The price of oil, which together with natural gas accounts for about half of Russia’s government revenue, dropped 38 percent this year to a low of $68 a barrel amid the highest U.S. output in more than three decades.
Even after spending about $80 billion to manage the ruble’s retreat this year, Russia has more than $400 billion in international reserves, according to central bank data. While a weaker ruble has hurt consumer spending, it benefits the budget by boosting export revenue in local-currency terms, helping to offset the slump in crude.

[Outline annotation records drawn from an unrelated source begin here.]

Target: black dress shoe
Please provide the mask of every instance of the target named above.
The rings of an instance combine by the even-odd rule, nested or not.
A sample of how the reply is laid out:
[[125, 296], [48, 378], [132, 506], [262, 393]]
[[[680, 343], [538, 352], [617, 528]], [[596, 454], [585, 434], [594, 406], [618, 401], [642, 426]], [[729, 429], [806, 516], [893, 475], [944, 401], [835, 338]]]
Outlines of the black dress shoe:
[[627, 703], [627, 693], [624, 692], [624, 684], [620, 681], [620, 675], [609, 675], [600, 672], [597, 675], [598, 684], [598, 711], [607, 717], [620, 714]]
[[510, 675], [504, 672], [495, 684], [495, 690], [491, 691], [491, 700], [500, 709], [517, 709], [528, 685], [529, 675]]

Russia’s total sovereign debt is equal to 9.2 percent of gross domestic product, the second-lowest among 50 countries tracked by Bloomberg. Brazil, with the same credit score as Russia from Standard & Poor’s and whose CDS trade at 166 basis points, owes the equivalent of about 72 percent of GDP.
The country has “low debt levels, huge reserves and a flexible exchange rate, which insulates public finances from changes in global oil prices,” Jan Dehn, the London-based head of research at Ashmore Group Plc, which manages about $70 billion in emerging-market assets, said by e-mail. Russian assets are a “very good value trade,” he said.

Bailout ‘Burden’

The cost of Russian credit-default swaps has more than doubled this year as S&P cut the sovereign to the lowest investment grade in April. Unrated Iraq’s swaps are at 335 basis points, while junk-level Lebanon’s at 365 basis point and El Salvador at 415, according to CMA data.
“Investors see the main risks for Russia as having to conduct a large bailout of the economy at the same time as a recession and drop in living standards,” Dmitri Petrov, an analyst at Nomura Holdings Inc. in London, said by e-mail. “These factors clearly increase their burden on the sovereign with time, which means these risks will get gradually magnified, pushing the CDS even higher.”